Nunavut's quota of seven per cent of the East Coast catch will remain the same this year, at just over 110,000 tonnes. "I want to be sure that we are not increasing fishing effort too quickly," Herb Dhaliwal said in a press release.
"This is a very important fishery ... and we want to keep it that way," he said.
Shrimp stocks seem to be healthy, according to a survey trawls carried out last year by scientists. Fisheries and Oceans Canada even uses the word "abundant," to describe the stocks, but at the same time cautions the survey did not include all areas where shrimp are found.
Qikiqtaaluk Corporation executives did not return phone calls.

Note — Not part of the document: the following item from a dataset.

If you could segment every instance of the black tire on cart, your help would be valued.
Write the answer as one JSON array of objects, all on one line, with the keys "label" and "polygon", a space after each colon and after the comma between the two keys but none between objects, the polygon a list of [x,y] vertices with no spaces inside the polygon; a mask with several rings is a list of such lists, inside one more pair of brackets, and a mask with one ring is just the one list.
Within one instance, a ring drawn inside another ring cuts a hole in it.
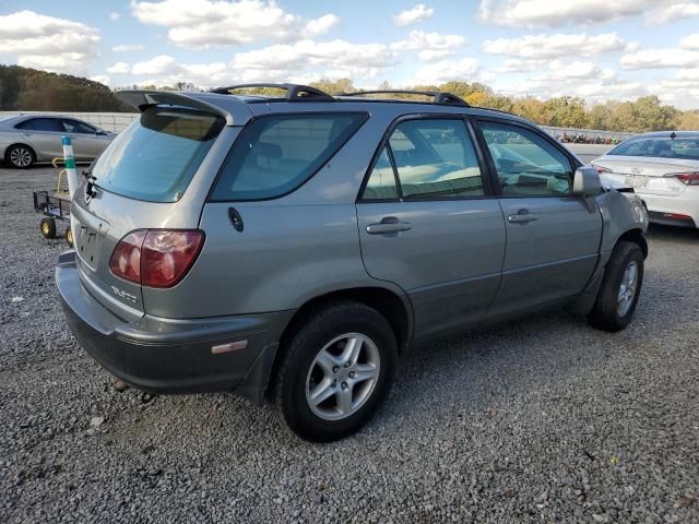
[{"label": "black tire on cart", "polygon": [[56,221],[54,218],[42,218],[40,227],[44,238],[56,238]]},{"label": "black tire on cart", "polygon": [[68,226],[66,228],[64,238],[66,238],[66,242],[68,243],[68,246],[72,248],[73,247],[73,231],[71,230],[70,226]]},{"label": "black tire on cart", "polygon": [[15,144],[8,147],[4,159],[12,167],[17,169],[26,169],[32,167],[36,162],[36,153],[28,145]]}]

The Inuit-owned company holds Nunavut's shrimp licence, which paved the way for an injection of at least $1 million into the territory's economy each year, and the creation of approximately 500 jobs.
Dhaliwal's statement warns that all quotas made available since 1997 are just temporary.
Newfoundland receives 70 per cent of the quota.
On one rich seabed off Newfoundland, the shrimp quota has increased five-fold since 1996.
Twelve per cent of the quota goes to Quebec, with Nova Scotia and New Brunswick each receiving five per cent. The remaining one per cent goes to P.E.I.
Qikiqtaaluk Corporation is one of 17 companies which have a piece of the Northern shrimp fishery.